Among them is the Army National Guard, which conducts this mission and thereby justifies some part of its status as an operational force, not just a strategic reserve. Being “operational” in this way helps the Guard as it struggles for budget dollars with the active-duty Army.

But the active-duty Army benefits as well. The force is already being cut as fewer troops are called to fight in Afghanistan and Iraq, and its budget will remain at risk as many question the wisdom of such large-scale ground wars. Every mission that the Army can get right now buttresses its relevance.

The State Department benefits as well. It actually gets these budget dollars through its Peacekeeping Operations account, and that creates an interest as well.

More broadly, interventionist-minded officials across our national security institutions stand to gain as well. They favor a military answer to ISIS — or, more specifically in this case, some upstart insurgents calling themselves ISIS — and this historical peacekeeping mission offers a very convenient segue into that contemporary fight.

And the interests don’t stop at the water’s edge. Egypt and Israel will gladly continue to take our money and manpower as they try to sort this conflict out.

Some of these interests really are important. The Army National Guard is an especially efficient force, for instance, and the experience they get in the Sinai helps maintain that efficiency. Additionally, Sinai-based insurgents are responsible for some international terrorist acts, and counter-terrorism raids by the military are one tool available in response.

National interests are much bigger than bureaucratic interests, though, and we have no national interest in the fight with these particular insurgents. All these bureaucratic benefits are outweighed by the potential costs of a coincidental fight.

Even avalanches eventually stop when they run into a greater force. Cost-consciousness, both in terms of our soldiers’ sacrifices and our taxpayers’ wallets, should finally put a halt to the Sinai mission.

Taxpayers front one-third of this multinational mission’s cost, amounting to $35 million last year. (Perversely, this threatens to function as seed money for a much bigger and costlier combat mission if we leave our troops in the crossfire.) And here’s a quick recap of the costs that our troops already have paid in the Sinai.

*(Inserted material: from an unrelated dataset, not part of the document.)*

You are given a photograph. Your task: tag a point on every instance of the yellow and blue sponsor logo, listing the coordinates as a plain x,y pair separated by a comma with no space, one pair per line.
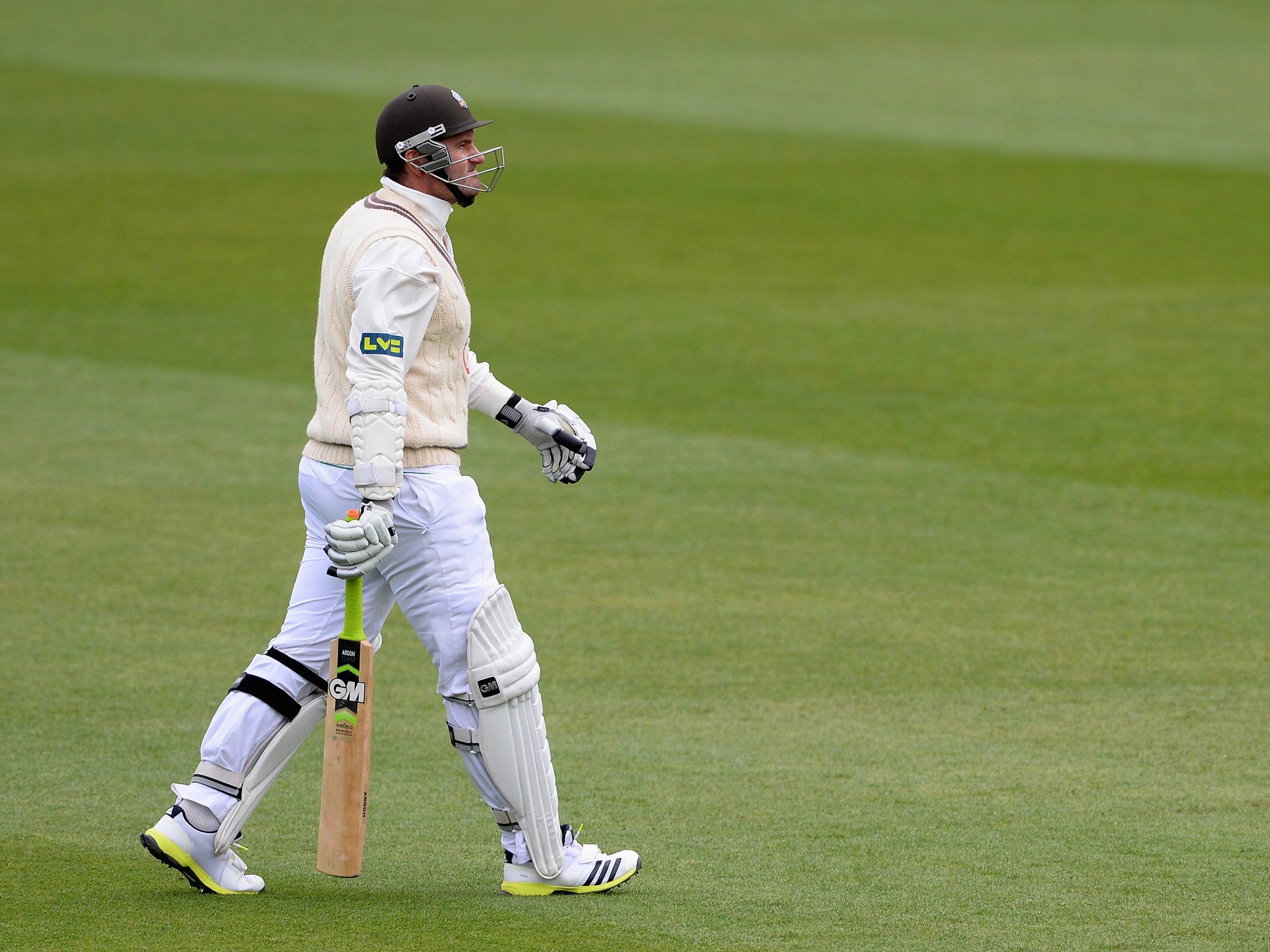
386,345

They have faced rocket attacks on their airport. They deal with gunfire on their camps, with at least one soldier being hit. They have tripped several roadside bombs while driving in convoy. Cutting combat pay for these troops is an affront when measured against the violence they face rather than the ostensible mission that they have been assigned.

The answer, though, is not restoring the combat pay bonus. Rather, the White House should acknowledge the Army’s implicit message that this mission has been accomplished and, as after any completed mission, should bring these soldiers home.

Matthew Leatherman is a Nonresident Fellow with the Budgeting for Foreign Affairs and Defense program at the Stimson Center.